Of course this idea has a direct implication on compliance, but a more general and appropriate application is in becoming excellent at executing—operational excellence if you will. In compliance, they’re abused and over-used—we’ll fix that here. In operational excellence, they’re not used enough.

The reason why you don’t see many self-assessments with operational excellence efforts, is the very reason people fall into the bureaucracy that cripples their efforts. In their zeal to create and document processes, the focus becomes the means, and not the ends. This is the why I emphasize process leadership over process management.

A good operational excellence effort will deliver a control chart which is a structured tool for monitoring how the (ostensibly) critical process is doing. That’s better than nothing, but their complex nature is intimidating, and the tool itself needs to be maintained—another process!

Self-assessments are a simple and effective way to make sure you’re focused on process outcomes, and not just following steps. You shouldn’t over-complicate this. Just create a checklist of outcomes. Ask yourself this simple question: “At the end of this process, what should the outcomes be?” Remember to include all the parties that have a stake, and all the supporting constraints. For instance, if I’m going through the process of throwing a party, the primary objective is for the guests to have a good time; however, a supporting constraint is for me to have a good time as well. And, my neighbors have a supporting constraint that involves the collective level of “disturbance.”
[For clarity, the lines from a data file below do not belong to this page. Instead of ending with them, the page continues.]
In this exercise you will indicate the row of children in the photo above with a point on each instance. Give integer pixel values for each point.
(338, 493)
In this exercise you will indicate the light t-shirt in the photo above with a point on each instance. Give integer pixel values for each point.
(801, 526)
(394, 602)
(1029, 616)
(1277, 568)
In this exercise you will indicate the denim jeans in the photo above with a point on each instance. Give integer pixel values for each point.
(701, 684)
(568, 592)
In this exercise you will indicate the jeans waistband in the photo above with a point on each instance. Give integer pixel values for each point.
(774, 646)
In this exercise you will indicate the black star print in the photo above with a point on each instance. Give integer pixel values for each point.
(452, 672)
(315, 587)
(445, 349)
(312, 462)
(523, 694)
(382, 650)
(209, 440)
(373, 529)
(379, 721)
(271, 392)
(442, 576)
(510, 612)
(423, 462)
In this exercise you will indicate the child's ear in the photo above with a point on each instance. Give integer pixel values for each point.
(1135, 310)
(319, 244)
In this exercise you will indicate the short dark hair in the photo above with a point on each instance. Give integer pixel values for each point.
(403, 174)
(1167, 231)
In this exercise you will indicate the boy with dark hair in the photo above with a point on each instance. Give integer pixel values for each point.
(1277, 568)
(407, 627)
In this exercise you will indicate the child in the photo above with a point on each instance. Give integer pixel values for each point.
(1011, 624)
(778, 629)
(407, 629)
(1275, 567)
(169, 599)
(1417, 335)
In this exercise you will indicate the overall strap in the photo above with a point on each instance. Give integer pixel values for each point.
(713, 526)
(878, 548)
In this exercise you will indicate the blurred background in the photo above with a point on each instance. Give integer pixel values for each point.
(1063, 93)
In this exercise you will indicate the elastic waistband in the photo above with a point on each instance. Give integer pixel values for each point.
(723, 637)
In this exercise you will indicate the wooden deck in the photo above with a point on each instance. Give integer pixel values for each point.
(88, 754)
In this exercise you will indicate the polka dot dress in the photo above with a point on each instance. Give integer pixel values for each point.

Make sure everything on your checklist is an outcome, not just another step in disguise. For instance, don’t put on your checklist, “Was the garbage taken out?” This is just a task with an outcome’s costume on. The real outcome is “Is the place clean?” Also, self-assessments don’t have to be based on the final outcomes of the process. Try to put together some self-assessment checklists to gauge your success along the way. This will give you a structured way to adjust mid-stream if necessary. To build a progress self-assessment, just ask yourself, “What will it look like at point x if everything is going well?” The answer again, should just be a simple list of outcomes.

In most cases, you are your own toughest judge. If you comply with your own self-assessments, you’ll probably stay out of trouble with others as well. More importantly, it will keep you focused on the real purpose of the process, and not just the motions. Take some time to impress yourself once in a while—you deserve it.